Free school £21m private contract plan
- Published
A private profit-making Swedish company has won a £21m contract to manage a proposed free school in Suffolk.
Free schools cannot be run for profit - but their trusts can buy in services from private firms.
The 10-year contract for Breckland Free School won by IES UK is believed to be the most extensive of such school management contracts so far announced.
The final proposals for the secondary school in Brandon are expected to be submitted this week.
The families wanting to set up the school expect to hear in January whether it has been approved by the Department for Education.
Lack of places
But the plans have raised political sensitivities about the boundary between free schools funded by public money and the involvement of the private sector in state education.
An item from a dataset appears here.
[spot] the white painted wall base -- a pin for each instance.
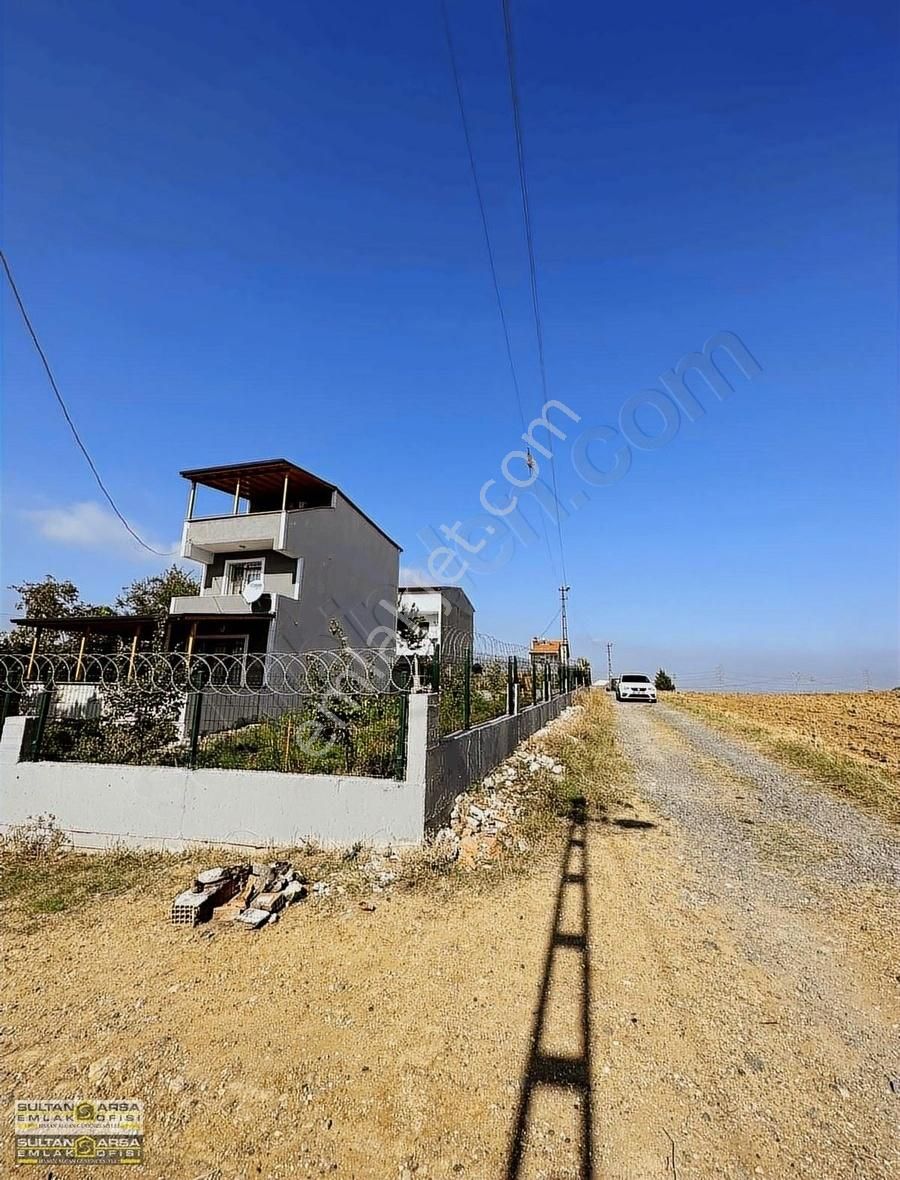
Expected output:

Free schools are funded from the public education budget - but the schools are run independently.
Chris Keates, general Secretary of the NASUWT teachers' union, said: 'It is nothing short of scandalous that the future of our children and young people is now up for sale to the highest bidder."
The local families wanting to set up the school in Suffolk say that it will address the need for a secondary school in the area.
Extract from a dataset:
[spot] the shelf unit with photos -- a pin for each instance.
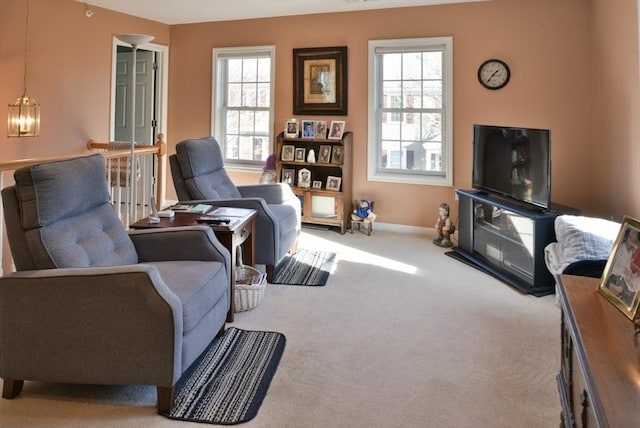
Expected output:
(320, 205)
The site for the proposed school, which they want to open for 300 pupils in September 2012, would be in school buildings which will be vacant in the autumn.
The group wanting to set up the free school, Sabres Educational Trust, is proposing that it should be managed by a profit-making company, IES UK.
This is the UK arm of a Swedish company which runs chains of free schools in Sweden - an inspiration for England's free schools initiative.
Alicia Rickards-Ottevanger, one of the group of local families supporting the free school plan, said the Swedish firm had been chosen because it seemed closest to the trust's ambitions for the school, regardless of whether they were a profit-making business.
Ms Rickards-Ottevanger is herself a NASUWT representative and says: "If any or all the things unions are worried about with regard to free schools bothered me as a potential member of staff, I simply wouldn't apply."
She said the proposed free school was a practical way of addressing the lack of a school for families in the area.
"It was this route or nothing," she said.
Gordon Warnes, chairman of Sabres said he hoped that "Breckland Free School will become part of a worldwide network of international schools providing an amazing array of opportunities for students and community".
This proposal is believed to be the most extensive private contract for managing a free school. There has been a previous case of a state school in north London being run by a for-profit company, with the school later becoming an academy.
Progress 'monitored closely'
Commenting on the contract, a Department for Education spokesperson said: "Free schools are funded like all other state-funded schools - on a per pupil basis.
"Over 10 years a successful, fully-subscribed school of this size may well see this level of revenue funding to pay for pupils' education. From this, like any other state-funded school, it would have to pay for its substantial operating costs."
The department added: "Free schools founders do not and can not make a profit.
"State schools and their local authorities have always been able to use companies to help them run services in schools - from human resources, to ordering stationery, to school catering and providing educational advice.
"In this case, the free school's charitable trust has decided that it wants to draw on the expertise of an established education company, with a proven track record of running good schools.
"This is not the same as the free school proposers making a profit themselves."
But the Anti Academies Alliance said the proposals were a "clear signpost of the direction of travel" for the government's education policy.
"Privatisation and deregulation, not system-wide school improvement, appear to be the destination."